Mais Rome n'était pas le lieu où Bruno pouvait accomplir son vœu de solitude humble et contrite. Il quitta la cité pontificale et gagna la Calabre qui lui réservait un asile, une paix, une solitude semblables à ceux de l'autre lointain désert, si cher à son cœur, mais chaque jour davantage inaccessible.

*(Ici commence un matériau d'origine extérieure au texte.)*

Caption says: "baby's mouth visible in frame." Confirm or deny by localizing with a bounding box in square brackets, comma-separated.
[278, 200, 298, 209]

A Della Torre, à 800 mètres d'altitude, Bruno construisit un couvent simpliste : "quelques huttes de branchages autour d'une grotte, église faite par Dieu." Le paysage l'enchantait. Dans une lettre à son ami Le Verd, pour mieux l'engager à venir l'y rejoindre, il insista sur le charme des horizons, le climat salubre et l'aspect riant de ce vaste plateau. Puis il créa la Chartreuse de Santo Stefano del Bosco qui n'était pas achevée à sa mort. Il fut inhumé dans ce qui est aujourd'hui le sanctuaire de Santa Maria del Bosco, un site que chaque année d'innombrables touristes et pélerins viennent visiter.


Sanctuaire de Santa Maria del Bosco-Calabre
Sanctuaire de Santa Maria del Bosco-Calabre



Lettre de Saint Bruno à Raoul Le Verd, Prévot du châpitre de Reims

"Comment pourrais-je parler dignement de cette solitude, de son site agréable, de son air sain et tempéré ? Elle forme une plaine vaste et gracieuse, qui s’allonge entre les montagnes, avec des prés verdoyants et des pâturages émaillés de fleurs. Comment décrire l’aspect des collines qui s’élèvent légèrement de toutes parts, et le secret des vallons ombragés, où coulent à profusion les rivières, les ruisseaux et les sources ? Il n’y manque ni jardins irrigués, ni arbres aux fruits variés et abondants.

-Mais pourquoi m’arrêter si longtemps sur ces agréments ? Il y a pour l’homme sage d’autres plaisirs, plus doux et bien plus utiles, parce que divins. Pourtant, de tels spectacles sont souvent un repos et un délassement pour l’esprit trop fragile, quand il est fatigué par une règle austère et l’application aux choses spirituelles. Si l’arc est tendu sans relâche, il perd de sa force et devient moins propre à son office.

-Ce que la solitude et le silence du désert apportent d’utilité et de divine jouissance à ceux qui les aiment, ceux-là seuls le savent, qui en ont fait l’expérience. Ici en effet, les hommes forts peuvent se recueillir autant qu’ils le désirent, demeurer en eux-mêmes, cultiver assidûment les germes des vertus, et se nourrir avec bonheur des fruits du paradis. Ici on s’efforce d’acquérir cet œil dont le clair regard blesse l’Epoux d’un amour pur et limpide qui voit Dieu. Ici on s’adonne à un loisir bien rempli et l’on s’immobilise dans une action tranquille. Ici Dieu donne à ses athlètes, pour le labeur du combat, la récompense désirée : une paix que le monde ignore et la joie dans l’Esprit-Saint."



Embarquement des croisés
Embarquement des croisés



Peut-être exagérait-il l'agrément du site calabrais pour un peu moins regretter l'incomparable séduction qu'avait exercé sur lui le prenant Désert de Grenoble.

Retourner à la Grande Chartreuse eût été, certes, la joie plénière, le retour aux sources limpides de la foi native. Mais Saint Bruno devait finir dans l'exil.

Malgré des macérations que le monde jugeait extravagante (il se flagellait trois fois par jour, parfois si rudement qu'il s'évanouissait), il usa jusqu'à soixante et dix ans la vieille casaque de ses membres.

Au moment de mourir, il émit une profession de foi solennelle, où il insistait sur deux dogmes : l'Eucharistie et la sainte Trinité, devant qui les Chartreux devaient approfondir l'hommage de leur adoration. Enfin, le 6 octobre 1101, Saint Bruno trépassa doucement."